Der Druck, innovativ zu sein, den Unternehmen erleben, ist groß. Innovationen können aber, so paradox das klingt, von Unternehmen auch selbst aufgefressen werden.

Grundsätzlich gebe es in Unternehmen meist zwei Strömungen, sagt Jan A. Poczynek, Senior-Berater bei osb international: Jene, die im Explore-Modus arbeiten, das Neue suchen, experimentieren, Regeln brechen und Ideen umsetzen möchten. Und jene, die im Exploit-Modus arbeiten, bestehende Produkte und Dienstleistungen managen und optimieren, denen Effizienz, Planung, Qualität und Reproduzierbarkeit wichtig sind.

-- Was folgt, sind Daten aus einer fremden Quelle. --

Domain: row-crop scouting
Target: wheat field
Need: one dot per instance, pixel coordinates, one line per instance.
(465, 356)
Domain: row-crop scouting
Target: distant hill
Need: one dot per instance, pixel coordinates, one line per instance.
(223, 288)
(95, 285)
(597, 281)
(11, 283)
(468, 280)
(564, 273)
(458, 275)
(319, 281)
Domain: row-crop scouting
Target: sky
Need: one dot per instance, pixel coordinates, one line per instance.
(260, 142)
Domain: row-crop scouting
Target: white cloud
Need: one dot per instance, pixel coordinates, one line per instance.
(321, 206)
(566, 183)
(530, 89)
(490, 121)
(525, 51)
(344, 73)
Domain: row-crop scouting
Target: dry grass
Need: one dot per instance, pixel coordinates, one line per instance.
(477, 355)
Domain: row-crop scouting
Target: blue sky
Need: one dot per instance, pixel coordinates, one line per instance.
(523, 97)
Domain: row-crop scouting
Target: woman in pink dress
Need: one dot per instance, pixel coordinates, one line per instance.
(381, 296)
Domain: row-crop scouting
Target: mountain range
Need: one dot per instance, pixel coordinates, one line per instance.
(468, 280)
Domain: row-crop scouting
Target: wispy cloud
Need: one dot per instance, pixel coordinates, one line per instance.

Klar ist: Hinter den beiden Zugängen stecken unterschiedliche Logiken, die zu Konflikten führen müssen. Zudem neigen die Anhänger beider Gruppen dazu, einander gegenseitig abzuwerten: „Die sind träge und bürokratisch“, sagen die einen über die Exploiter. „Die kosten viel und sitzen in den coolen Büros“, sagen die anderen über die Explorer. Neidisch macht oft auch, dass die Explorer gern auf die Bühne und in die Auslage gestellt werden, um die eigene Innovationsfreude zu zeigen. Selbst wenn es nur eine Form von PR und Innovation ein Lippenbekenntnis ist.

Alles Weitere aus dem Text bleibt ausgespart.